Laying St Luke’s Foundation Stone, 9 June 1900

This historic picture of the laying of St Luke’s Foundation Stone on the 9th June 1900 is worth studying.

The photographer is standing above the crowd of spectators, roughly at the back of the choir vestry or where the Altar now stands, and possibly on some scaffolding or early masonry.

We can see a block and tackle rigged up to lower the heavy stone into place at the north west corner of the building. Around it are various clergymen, including the Dean of York, the Very Revd Arthur Purey Cust, and the Bishop of Beverley, the Rt Revd Robert Crosthwaite.

Purey Cust is commemorated in the City by the Purey Cust Nuffield Hospital, beside the Minster, while Robert Crosthwaite was Bishop of Beverley for twenty seven years until his death in the 1920s. His name was so closely linked with the title by then that there were no more Bishops of Beverley until the title was revived in the 1990s. It is thought that the dark robed figure facing towards the left of the picture is Dean Purey Cust.

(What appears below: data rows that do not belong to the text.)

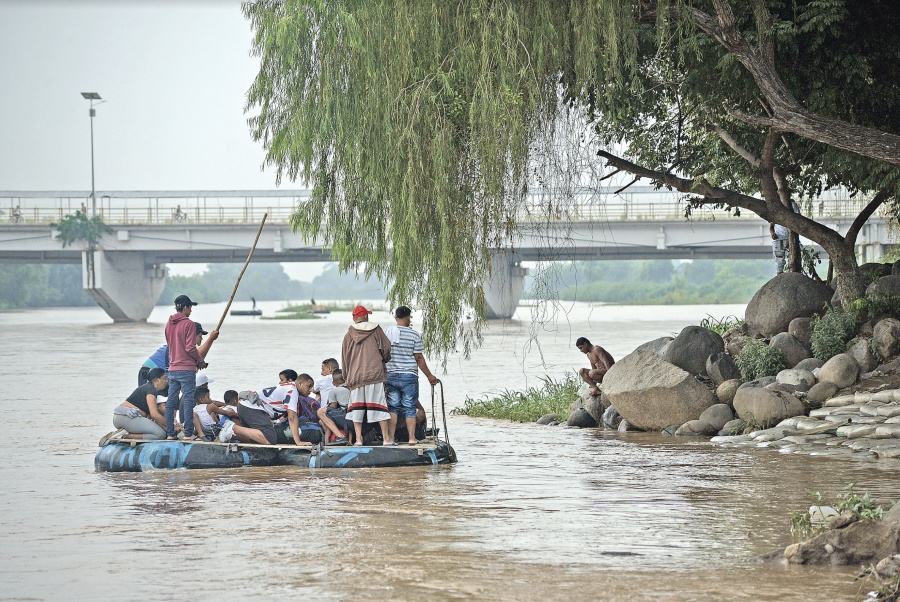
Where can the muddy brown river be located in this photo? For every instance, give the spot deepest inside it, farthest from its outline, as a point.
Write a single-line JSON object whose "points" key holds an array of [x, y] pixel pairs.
{"points": [[528, 513]]}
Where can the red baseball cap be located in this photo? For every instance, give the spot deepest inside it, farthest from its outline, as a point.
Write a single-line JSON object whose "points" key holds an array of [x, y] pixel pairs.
{"points": [[360, 311]]}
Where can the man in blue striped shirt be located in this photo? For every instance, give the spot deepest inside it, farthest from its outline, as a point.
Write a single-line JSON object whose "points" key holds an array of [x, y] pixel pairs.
{"points": [[403, 372]]}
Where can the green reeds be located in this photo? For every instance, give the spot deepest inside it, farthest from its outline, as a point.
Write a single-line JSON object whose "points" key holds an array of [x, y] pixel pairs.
{"points": [[554, 397]]}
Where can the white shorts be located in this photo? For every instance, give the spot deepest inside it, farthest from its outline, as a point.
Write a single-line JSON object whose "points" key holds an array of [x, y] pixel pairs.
{"points": [[368, 404]]}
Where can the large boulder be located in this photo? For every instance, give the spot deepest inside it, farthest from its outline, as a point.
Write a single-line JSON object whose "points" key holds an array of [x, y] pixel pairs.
{"points": [[795, 380], [691, 347], [696, 428], [595, 405], [657, 346], [886, 285], [791, 348], [860, 542], [581, 419], [611, 418], [801, 328], [841, 370], [765, 406], [717, 416], [725, 392], [721, 367], [783, 298], [886, 338], [651, 394], [820, 393], [860, 349], [811, 364]]}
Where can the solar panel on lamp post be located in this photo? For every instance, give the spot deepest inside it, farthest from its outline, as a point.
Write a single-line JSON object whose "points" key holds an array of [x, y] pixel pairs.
{"points": [[92, 96]]}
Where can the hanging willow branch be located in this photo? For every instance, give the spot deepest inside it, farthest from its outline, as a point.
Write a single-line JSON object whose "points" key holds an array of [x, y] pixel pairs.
{"points": [[412, 121]]}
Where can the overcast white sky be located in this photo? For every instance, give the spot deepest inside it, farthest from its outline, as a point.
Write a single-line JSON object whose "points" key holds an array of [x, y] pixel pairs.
{"points": [[174, 75]]}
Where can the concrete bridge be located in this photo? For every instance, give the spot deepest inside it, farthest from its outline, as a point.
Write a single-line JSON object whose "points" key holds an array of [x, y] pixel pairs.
{"points": [[154, 228]]}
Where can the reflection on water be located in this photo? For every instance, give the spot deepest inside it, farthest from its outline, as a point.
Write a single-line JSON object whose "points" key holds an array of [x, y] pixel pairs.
{"points": [[528, 513]]}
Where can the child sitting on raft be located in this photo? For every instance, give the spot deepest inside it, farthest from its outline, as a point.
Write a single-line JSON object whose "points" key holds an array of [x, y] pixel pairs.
{"points": [[138, 414]]}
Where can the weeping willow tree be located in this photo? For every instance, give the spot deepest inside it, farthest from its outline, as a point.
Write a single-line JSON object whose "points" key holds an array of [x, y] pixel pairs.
{"points": [[418, 122], [413, 121]]}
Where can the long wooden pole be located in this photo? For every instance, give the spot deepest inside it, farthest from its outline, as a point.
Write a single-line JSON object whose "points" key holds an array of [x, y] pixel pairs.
{"points": [[241, 275]]}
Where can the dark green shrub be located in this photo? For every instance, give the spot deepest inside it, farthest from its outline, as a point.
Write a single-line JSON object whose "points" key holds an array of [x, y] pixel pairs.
{"points": [[831, 333], [757, 359]]}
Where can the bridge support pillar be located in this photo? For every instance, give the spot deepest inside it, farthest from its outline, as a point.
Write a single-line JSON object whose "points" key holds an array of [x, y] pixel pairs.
{"points": [[122, 283], [504, 286]]}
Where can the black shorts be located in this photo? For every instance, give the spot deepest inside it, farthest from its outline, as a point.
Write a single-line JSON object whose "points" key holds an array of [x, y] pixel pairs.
{"points": [[259, 420], [338, 416], [308, 432]]}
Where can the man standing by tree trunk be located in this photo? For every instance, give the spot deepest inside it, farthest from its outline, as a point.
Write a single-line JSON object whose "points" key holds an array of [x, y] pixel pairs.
{"points": [[185, 359], [364, 353]]}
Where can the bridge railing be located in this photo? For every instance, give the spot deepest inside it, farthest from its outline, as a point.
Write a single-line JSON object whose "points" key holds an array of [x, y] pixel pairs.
{"points": [[240, 208]]}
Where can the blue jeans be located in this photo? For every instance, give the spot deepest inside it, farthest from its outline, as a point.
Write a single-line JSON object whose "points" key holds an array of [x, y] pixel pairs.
{"points": [[402, 393], [184, 381]]}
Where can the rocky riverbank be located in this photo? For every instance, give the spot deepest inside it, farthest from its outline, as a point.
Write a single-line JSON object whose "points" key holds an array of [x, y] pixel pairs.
{"points": [[758, 384]]}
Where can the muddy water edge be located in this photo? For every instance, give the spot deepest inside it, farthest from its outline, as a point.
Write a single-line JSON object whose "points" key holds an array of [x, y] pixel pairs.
{"points": [[528, 513]]}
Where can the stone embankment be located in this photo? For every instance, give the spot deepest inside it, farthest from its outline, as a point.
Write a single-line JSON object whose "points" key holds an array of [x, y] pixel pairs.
{"points": [[693, 384], [862, 426]]}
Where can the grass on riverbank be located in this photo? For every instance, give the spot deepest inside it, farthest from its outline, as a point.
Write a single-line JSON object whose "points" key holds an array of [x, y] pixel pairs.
{"points": [[554, 397]]}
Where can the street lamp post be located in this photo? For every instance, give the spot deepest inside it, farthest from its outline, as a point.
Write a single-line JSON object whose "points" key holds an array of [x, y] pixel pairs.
{"points": [[92, 96]]}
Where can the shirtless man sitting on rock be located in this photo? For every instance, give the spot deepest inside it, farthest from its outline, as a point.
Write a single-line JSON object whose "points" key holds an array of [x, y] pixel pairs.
{"points": [[601, 361]]}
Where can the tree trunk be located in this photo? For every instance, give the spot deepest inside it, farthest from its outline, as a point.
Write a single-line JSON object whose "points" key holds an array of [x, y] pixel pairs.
{"points": [[849, 280]]}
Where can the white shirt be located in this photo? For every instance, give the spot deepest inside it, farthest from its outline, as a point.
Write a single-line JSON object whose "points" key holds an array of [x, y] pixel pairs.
{"points": [[323, 386]]}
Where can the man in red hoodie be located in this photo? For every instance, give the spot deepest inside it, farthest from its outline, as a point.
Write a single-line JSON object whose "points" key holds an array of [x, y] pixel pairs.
{"points": [[184, 360]]}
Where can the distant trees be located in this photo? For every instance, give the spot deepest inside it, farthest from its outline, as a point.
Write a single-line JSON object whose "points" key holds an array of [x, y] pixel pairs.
{"points": [[656, 282]]}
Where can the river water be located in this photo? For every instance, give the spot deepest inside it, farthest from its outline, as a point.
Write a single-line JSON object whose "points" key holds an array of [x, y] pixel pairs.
{"points": [[528, 513]]}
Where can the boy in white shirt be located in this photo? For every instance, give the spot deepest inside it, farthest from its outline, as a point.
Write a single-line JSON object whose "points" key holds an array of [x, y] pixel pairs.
{"points": [[326, 383]]}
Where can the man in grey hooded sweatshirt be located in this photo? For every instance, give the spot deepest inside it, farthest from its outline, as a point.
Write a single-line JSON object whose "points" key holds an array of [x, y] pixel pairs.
{"points": [[364, 354]]}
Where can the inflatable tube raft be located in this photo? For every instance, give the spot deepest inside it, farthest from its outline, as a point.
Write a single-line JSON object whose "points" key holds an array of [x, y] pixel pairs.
{"points": [[122, 455]]}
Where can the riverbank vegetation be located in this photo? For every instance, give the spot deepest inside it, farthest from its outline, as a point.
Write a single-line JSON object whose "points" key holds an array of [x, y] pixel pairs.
{"points": [[805, 524], [552, 397]]}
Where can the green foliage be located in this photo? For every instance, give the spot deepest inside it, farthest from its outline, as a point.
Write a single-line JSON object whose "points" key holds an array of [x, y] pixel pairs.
{"points": [[554, 397], [861, 505], [874, 307], [722, 325], [831, 333], [758, 359], [419, 123], [78, 227]]}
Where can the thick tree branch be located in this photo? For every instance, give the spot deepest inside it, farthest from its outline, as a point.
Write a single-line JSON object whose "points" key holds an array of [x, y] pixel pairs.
{"points": [[788, 115], [831, 241], [876, 202], [736, 146], [701, 187]]}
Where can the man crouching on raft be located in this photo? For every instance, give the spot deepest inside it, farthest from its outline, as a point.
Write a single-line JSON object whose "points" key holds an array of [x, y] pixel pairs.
{"points": [[601, 361]]}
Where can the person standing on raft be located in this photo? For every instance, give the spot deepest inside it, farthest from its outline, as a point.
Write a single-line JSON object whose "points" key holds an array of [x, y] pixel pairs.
{"points": [[601, 361], [364, 353], [185, 360]]}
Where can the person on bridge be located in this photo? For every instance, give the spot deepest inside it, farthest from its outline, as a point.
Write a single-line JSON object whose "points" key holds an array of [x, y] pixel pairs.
{"points": [[601, 361], [185, 360], [779, 236]]}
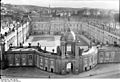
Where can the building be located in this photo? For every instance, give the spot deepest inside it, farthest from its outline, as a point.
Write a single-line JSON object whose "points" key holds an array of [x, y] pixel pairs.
{"points": [[70, 58]]}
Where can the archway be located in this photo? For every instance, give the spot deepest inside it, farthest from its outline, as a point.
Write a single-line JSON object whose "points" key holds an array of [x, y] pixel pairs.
{"points": [[69, 67]]}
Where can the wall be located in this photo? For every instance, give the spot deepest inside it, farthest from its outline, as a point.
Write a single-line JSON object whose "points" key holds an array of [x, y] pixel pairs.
{"points": [[109, 56]]}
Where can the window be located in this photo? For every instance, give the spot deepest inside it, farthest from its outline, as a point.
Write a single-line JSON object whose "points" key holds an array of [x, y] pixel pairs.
{"points": [[30, 57]]}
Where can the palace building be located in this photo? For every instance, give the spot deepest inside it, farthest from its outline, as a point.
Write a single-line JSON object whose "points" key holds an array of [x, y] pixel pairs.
{"points": [[70, 57]]}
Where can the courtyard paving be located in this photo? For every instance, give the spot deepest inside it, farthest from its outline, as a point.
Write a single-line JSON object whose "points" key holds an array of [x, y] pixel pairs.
{"points": [[100, 71]]}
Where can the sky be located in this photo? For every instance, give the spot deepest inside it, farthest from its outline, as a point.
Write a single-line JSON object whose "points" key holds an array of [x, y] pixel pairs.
{"points": [[106, 4]]}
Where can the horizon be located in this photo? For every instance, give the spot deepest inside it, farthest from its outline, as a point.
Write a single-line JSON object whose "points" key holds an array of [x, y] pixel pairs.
{"points": [[99, 4]]}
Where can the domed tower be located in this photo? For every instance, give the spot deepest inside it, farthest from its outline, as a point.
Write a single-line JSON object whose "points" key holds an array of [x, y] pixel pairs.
{"points": [[68, 45]]}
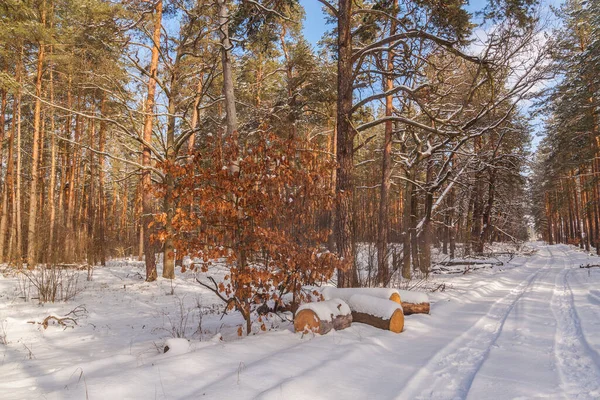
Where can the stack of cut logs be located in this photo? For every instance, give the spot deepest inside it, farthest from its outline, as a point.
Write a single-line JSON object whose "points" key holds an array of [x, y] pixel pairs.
{"points": [[379, 307]]}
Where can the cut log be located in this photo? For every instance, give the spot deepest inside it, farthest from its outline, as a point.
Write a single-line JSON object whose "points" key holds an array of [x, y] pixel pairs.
{"points": [[345, 293], [323, 316], [412, 302], [377, 312], [412, 308]]}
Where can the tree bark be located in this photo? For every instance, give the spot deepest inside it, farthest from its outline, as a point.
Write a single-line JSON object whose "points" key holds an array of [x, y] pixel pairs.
{"points": [[35, 154], [149, 255], [347, 277], [386, 171]]}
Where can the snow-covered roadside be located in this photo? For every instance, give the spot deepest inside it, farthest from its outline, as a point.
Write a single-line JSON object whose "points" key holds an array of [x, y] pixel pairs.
{"points": [[530, 328]]}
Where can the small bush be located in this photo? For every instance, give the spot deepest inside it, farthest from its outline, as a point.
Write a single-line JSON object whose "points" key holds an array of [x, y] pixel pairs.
{"points": [[52, 283]]}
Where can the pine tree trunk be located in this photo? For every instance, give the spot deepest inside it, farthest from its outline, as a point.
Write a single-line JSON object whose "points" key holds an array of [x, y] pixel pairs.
{"points": [[35, 155], [150, 259], [101, 226], [345, 149], [386, 172]]}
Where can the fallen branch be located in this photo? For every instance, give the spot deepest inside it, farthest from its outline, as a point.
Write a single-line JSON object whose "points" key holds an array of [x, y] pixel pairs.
{"points": [[67, 321]]}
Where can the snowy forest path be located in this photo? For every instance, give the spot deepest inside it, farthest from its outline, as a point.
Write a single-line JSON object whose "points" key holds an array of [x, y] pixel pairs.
{"points": [[450, 373], [530, 344], [527, 329]]}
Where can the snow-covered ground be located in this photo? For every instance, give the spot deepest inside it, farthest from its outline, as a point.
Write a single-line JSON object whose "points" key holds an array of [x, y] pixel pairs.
{"points": [[526, 329]]}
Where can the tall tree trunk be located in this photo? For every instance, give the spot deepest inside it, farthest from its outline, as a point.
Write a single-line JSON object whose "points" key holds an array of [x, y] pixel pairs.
{"points": [[169, 200], [17, 229], [101, 226], [53, 157], [35, 154], [347, 277], [407, 225], [150, 259], [386, 170], [228, 84]]}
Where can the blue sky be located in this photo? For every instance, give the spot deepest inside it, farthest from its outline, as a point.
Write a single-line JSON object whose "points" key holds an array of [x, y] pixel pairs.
{"points": [[315, 26]]}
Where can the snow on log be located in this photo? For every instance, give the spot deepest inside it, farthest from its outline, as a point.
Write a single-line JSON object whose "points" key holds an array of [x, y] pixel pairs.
{"points": [[377, 312], [322, 316], [412, 302], [345, 293]]}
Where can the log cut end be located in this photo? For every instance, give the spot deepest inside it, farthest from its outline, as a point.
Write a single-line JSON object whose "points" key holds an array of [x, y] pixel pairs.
{"points": [[397, 321], [395, 297], [411, 308], [307, 321]]}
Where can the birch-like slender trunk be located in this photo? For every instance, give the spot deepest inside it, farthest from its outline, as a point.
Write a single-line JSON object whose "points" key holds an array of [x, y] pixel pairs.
{"points": [[35, 155], [149, 255]]}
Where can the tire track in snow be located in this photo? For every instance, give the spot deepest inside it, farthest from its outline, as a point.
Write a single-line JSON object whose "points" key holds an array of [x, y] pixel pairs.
{"points": [[578, 369], [450, 373]]}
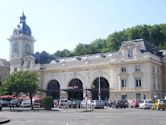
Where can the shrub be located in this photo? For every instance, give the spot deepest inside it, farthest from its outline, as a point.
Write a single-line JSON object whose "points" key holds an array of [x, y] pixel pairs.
{"points": [[47, 102]]}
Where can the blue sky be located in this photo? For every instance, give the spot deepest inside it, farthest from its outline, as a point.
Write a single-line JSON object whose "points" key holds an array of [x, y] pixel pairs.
{"points": [[62, 24]]}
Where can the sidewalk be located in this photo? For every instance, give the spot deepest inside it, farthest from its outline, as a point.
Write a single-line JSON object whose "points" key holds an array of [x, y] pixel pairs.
{"points": [[4, 120]]}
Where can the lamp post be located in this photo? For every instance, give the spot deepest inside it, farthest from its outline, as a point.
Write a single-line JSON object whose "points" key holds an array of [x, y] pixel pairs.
{"points": [[99, 91]]}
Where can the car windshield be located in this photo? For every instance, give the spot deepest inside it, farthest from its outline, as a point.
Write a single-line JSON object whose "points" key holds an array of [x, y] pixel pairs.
{"points": [[163, 101]]}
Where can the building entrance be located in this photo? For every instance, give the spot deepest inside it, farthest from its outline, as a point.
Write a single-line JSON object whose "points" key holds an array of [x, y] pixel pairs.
{"points": [[100, 88], [75, 90]]}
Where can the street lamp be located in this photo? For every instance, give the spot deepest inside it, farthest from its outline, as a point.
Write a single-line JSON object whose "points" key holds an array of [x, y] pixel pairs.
{"points": [[99, 91]]}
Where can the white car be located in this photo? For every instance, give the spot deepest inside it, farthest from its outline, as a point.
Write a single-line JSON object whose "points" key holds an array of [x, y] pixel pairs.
{"points": [[26, 103], [86, 104], [145, 104]]}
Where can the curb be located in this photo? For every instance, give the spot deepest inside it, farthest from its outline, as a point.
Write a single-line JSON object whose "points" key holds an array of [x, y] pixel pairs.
{"points": [[4, 120]]}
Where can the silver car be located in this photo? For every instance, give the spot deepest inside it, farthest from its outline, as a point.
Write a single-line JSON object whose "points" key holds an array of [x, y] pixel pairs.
{"points": [[97, 104]]}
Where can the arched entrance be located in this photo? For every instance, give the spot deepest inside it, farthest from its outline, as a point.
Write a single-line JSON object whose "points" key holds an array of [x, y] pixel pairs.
{"points": [[75, 91], [104, 89], [53, 89]]}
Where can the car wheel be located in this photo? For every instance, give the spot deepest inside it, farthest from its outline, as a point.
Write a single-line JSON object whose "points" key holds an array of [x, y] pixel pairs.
{"points": [[158, 108]]}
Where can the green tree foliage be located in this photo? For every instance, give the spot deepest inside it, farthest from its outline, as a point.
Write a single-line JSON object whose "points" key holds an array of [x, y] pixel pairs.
{"points": [[22, 81], [81, 49]]}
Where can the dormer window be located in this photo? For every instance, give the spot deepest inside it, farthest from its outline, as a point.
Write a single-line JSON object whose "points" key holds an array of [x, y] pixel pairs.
{"points": [[137, 68], [123, 69], [130, 53]]}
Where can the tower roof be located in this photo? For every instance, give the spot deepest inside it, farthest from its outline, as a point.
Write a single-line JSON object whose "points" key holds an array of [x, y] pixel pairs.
{"points": [[22, 28]]}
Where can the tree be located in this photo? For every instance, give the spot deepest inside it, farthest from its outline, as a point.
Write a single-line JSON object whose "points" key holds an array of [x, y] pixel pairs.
{"points": [[22, 81]]}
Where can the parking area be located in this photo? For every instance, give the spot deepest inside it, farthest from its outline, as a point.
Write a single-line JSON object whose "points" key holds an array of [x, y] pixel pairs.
{"points": [[106, 116]]}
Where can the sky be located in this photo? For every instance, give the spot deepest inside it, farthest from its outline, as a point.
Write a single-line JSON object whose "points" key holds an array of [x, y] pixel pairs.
{"points": [[63, 24]]}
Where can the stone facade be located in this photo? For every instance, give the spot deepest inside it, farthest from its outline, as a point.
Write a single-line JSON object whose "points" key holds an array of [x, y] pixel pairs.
{"points": [[4, 70], [133, 72]]}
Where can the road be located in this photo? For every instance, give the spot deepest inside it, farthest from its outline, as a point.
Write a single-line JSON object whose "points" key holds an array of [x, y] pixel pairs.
{"points": [[107, 116]]}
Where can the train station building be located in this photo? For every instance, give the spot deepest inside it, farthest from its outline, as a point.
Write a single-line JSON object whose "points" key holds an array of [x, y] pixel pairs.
{"points": [[136, 71]]}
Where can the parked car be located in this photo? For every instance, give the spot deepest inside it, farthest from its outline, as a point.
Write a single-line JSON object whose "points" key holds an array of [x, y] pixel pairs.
{"points": [[37, 103], [145, 104], [97, 104], [75, 103], [86, 103], [134, 103], [159, 104], [5, 103], [120, 104], [64, 103], [26, 103], [14, 103]]}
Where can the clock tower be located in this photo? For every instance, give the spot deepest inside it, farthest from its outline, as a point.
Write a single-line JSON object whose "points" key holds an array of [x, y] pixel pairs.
{"points": [[21, 45]]}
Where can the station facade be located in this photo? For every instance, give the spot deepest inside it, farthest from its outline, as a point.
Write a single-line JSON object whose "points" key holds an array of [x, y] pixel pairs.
{"points": [[136, 71]]}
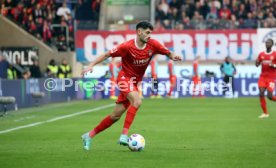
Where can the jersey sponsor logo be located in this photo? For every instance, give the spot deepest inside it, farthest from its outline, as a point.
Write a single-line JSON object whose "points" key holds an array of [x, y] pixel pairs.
{"points": [[141, 61], [266, 61], [113, 50], [133, 54], [270, 35]]}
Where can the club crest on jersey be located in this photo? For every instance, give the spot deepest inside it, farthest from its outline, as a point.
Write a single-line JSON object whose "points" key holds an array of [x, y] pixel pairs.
{"points": [[150, 52], [113, 50], [141, 61]]}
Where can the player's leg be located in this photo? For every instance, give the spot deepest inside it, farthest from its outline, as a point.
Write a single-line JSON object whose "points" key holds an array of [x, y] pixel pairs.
{"points": [[112, 89], [104, 124], [270, 89], [226, 82], [154, 87], [135, 103], [263, 102], [172, 85], [232, 86]]}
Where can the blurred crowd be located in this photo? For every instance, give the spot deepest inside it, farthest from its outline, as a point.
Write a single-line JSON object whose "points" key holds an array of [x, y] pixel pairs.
{"points": [[48, 20], [215, 14]]}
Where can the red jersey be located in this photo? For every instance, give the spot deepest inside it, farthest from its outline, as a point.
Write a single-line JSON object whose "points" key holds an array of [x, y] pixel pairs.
{"points": [[266, 59], [195, 68], [171, 68], [135, 60]]}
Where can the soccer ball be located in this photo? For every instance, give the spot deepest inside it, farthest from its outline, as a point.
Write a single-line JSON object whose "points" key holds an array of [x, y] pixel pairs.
{"points": [[136, 142]]}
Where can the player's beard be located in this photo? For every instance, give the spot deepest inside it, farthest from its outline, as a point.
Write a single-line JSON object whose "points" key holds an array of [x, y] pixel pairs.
{"points": [[144, 40]]}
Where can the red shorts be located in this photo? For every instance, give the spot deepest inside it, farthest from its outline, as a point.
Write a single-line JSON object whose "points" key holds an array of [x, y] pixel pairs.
{"points": [[196, 80], [126, 85], [173, 79], [267, 82]]}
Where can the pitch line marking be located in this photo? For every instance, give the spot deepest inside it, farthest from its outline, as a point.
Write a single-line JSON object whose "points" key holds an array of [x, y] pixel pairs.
{"points": [[57, 118]]}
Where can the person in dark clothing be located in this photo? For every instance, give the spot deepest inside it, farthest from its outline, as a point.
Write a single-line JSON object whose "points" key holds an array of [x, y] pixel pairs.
{"points": [[4, 65], [35, 70], [228, 69]]}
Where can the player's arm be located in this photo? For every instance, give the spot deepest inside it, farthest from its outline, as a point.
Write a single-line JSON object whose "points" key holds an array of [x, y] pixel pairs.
{"points": [[235, 70], [160, 49], [273, 65], [98, 60], [258, 61], [174, 57]]}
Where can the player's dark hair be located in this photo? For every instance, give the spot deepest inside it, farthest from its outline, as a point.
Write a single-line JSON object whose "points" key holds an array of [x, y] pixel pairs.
{"points": [[144, 25]]}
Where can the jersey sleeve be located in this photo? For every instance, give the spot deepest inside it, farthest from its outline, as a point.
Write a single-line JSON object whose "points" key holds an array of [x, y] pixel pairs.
{"points": [[159, 48], [259, 57], [119, 51]]}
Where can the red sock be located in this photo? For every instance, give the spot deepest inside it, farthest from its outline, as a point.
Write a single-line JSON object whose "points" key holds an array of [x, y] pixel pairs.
{"points": [[263, 104], [170, 92], [129, 119], [104, 124]]}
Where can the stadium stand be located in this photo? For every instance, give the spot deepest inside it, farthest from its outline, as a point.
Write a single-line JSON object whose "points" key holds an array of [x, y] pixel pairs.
{"points": [[215, 14]]}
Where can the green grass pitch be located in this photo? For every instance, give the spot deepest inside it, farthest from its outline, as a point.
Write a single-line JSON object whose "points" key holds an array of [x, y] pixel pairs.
{"points": [[201, 133]]}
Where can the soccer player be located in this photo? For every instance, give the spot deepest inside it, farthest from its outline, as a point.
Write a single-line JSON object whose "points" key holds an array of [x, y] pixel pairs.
{"points": [[136, 55], [268, 75], [196, 77], [114, 73], [154, 78], [172, 78], [228, 69]]}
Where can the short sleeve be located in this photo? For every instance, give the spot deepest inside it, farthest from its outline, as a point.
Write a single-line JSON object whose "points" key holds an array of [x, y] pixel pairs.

We know that among the gentlemen in the centre of the picture is the Lord Mayor of York, and of course George Faber, the Conservative Member of Parliament for York, whose name appears on the stone. Faber is commemorated in the name of Faber Street, an unassuming short road near Layerthorpe. Perhaps architect Walter Brierley is present too – and we can only speculate about the finely-clad ladies in the party who are presumably the wives of the all-male dignitaries. The other clergy probably include those from the mother church of St Olave, Marygate, and perhaps others from the City and Deanery of York.

Around them are, we assume, the people of Burton Stone Lane and its surrounding streets, turned out for the most part in their Sunday best to see the fun. They aren’t all paying attention though – apart from the three little girls in the foreground, look at the bowler-hatted gent on the right who has had enough for now. Let’s hope there was a good party afterwards.

Shorter and younger members of the group have bagged some chairs to see from the back, perhaps from the ‘tin tabernacle’ or mission hall behind and to the right of the photographer, where the church hall now stands. Towards the left of the picture there appears to be a parked horse-drawn vehicle of some kind – had it brought the dignitaries, or even the stone itself?

The surroundings too are worth a look. The house on the opposite corner of Shipton Street is unmistakable today, although the hedge is now much bigger. On the far side of Burton Stone Lane there is still an open field with a hedge, where today there are semi-detached houses built between the two world wars. Beyond the large tree on the left, New Lendal Congregational Church was built some years after the picture was taken. St Lukes’ services shifted there for a few weeks in 1985 while the painters were in, but within ten years it had closed down, and now its site is given over to a small group of 1990s houses at the end of St Luke’s Grove.

Facing the photographer we can see the fronts of the houses on the north side of Cromer Street still being built: only the ones nearest the Lane have their windows in. The west (further) side of Burton Stone Lane is still undeveloped, and the south side of Cromer Street still appears to be open land.

This picture is a treasured record in the life of St Luke’s Church and the area it serves. What became of all the people in the picture? Are their descendants still coming to St Luke’s?

And what about that stone? Well, here it is in 2004, doing the job for which it was placed there on that day in 1900. The inscription reads,

In the Name of the Holy Trinity and in the faith of Jesus Christ. This Stone was laid by George Faber Esq MP on the 9th of June 1900.

And as for the little boys in their starched collars standing on chairs to see from the back of the crowd, how many of them made it through the Great War?